Al final de esta carta, quiero expresaros a vosotros y a todos vuestros compatriotas mi agradecimiento por lo que ya se ha hecho en el campo social y mi confianza en el futuro de un buen entendimiento entre todos los componentes de la sociedad francesa, entendimiento del que ya sois testigos. Que sepan todos vuestros compatriotas que los miembros de la comunidad católica de Francia desean vivir su fe en medio de sus hermanos y hermanas, y poner a disposición de todos sus competencias y sus talentos. Que nadie tenga miedo de la actividad religiosa de las personas y de los grupos sociales. Realizada en el respeto de la sana laicidad, no puede menos de ser fuente de dinamismo y promoción del hombre.

Aliento a los católicos franceses a estar presentes en todos los sectores de la sociedad civil, tanto en los barrios de las grandes ciudades como en la sociedad rural; tanto en el mundo de la economía, de la cultura y de las artes como en el de la política; tanto en las obras caritativas como en el sistema educativo, sanitario y social, manteniendo un diálogo sereno y respetuoso con todos. Deseo que todos los franceses trabajen unidos para el crecimiento de la sociedad, a fin de que todos se beneficien.

Ruego por el pueblo de Francia.
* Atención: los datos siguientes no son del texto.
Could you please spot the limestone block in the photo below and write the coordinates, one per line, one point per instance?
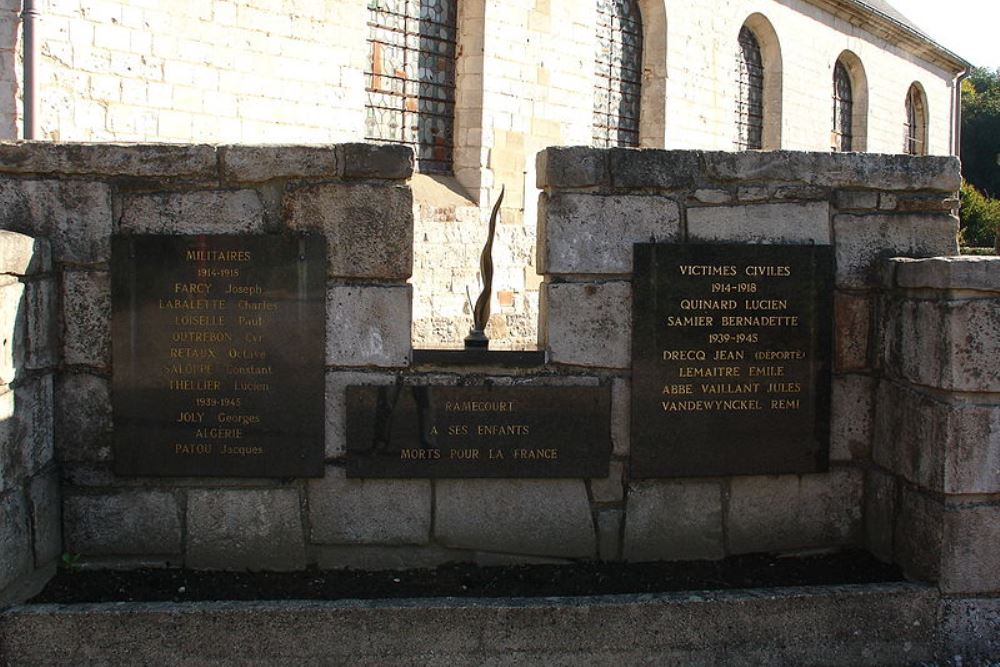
(673, 520)
(851, 416)
(87, 318)
(245, 529)
(369, 511)
(593, 234)
(15, 540)
(798, 223)
(368, 325)
(22, 255)
(587, 324)
(368, 228)
(83, 418)
(46, 520)
(389, 161)
(195, 212)
(125, 523)
(789, 512)
(75, 216)
(526, 516)
(863, 240)
(251, 164)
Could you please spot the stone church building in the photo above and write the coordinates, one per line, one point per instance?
(477, 88)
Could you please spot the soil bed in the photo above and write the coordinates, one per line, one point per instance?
(465, 580)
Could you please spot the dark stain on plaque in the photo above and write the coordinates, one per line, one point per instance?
(218, 349)
(730, 359)
(482, 431)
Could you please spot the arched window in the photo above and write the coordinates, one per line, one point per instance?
(410, 78)
(915, 129)
(618, 69)
(750, 93)
(843, 109)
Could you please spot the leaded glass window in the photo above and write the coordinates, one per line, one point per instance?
(410, 78)
(916, 123)
(843, 108)
(618, 68)
(750, 93)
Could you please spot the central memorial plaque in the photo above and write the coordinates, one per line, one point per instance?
(218, 355)
(481, 431)
(730, 359)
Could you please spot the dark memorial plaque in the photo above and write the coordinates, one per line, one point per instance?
(482, 431)
(730, 359)
(218, 355)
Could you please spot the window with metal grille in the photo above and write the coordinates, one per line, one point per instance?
(916, 123)
(750, 93)
(410, 78)
(843, 109)
(618, 66)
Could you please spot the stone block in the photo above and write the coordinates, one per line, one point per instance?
(126, 523)
(368, 228)
(389, 161)
(83, 417)
(970, 561)
(863, 241)
(571, 167)
(587, 324)
(593, 234)
(46, 518)
(369, 511)
(75, 216)
(368, 325)
(194, 212)
(673, 520)
(851, 414)
(792, 512)
(22, 255)
(15, 539)
(852, 317)
(253, 164)
(794, 223)
(86, 299)
(549, 518)
(245, 529)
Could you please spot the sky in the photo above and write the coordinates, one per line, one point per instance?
(969, 28)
Pienso, de modo especial, en las personas y las familias afectadas por dificultades económicas y sociales. Ojalá que se instaure una solidaridad cada vez mayor, para que nadie se vea marginado. Que en este período se preste mayor atención a las personas que no tienen ni vivienda ni comida.

Conservo el recuerdo de las diferentes visitas que he tenido la alegría de realizar a la amada tierra de Francia y, sobre todo, mi inolvidable peregrinación a Lourdes, lugar particularmente amado por los fieles de vuestro país y, más ampliamente, por todas las personas que quieren encomendarse a María. He podido apreciar la profundidad humana y espiritual de la actitud de hombres, mujeres y niños franceses que acuden a la gruta de Massabielle, testimoniando así el trabajo pastoral que realizáis en vuestras diócesis, con los sacerdotes, los religiosos, las religiosas y los laicos comprometidos en la misión de la Iglesia.

Encomendándoos a la intercesión de Nuestra Señora de Lourdes, a la que honramos muy particularmente en este día y a la que se venera en numerosos santuarios de vuestra tierra, y de todos los santos de vuestro país, os imparto a vosotros, así como a todos los fieles de vuestras diócesis, una afectuosa bendición apostólica.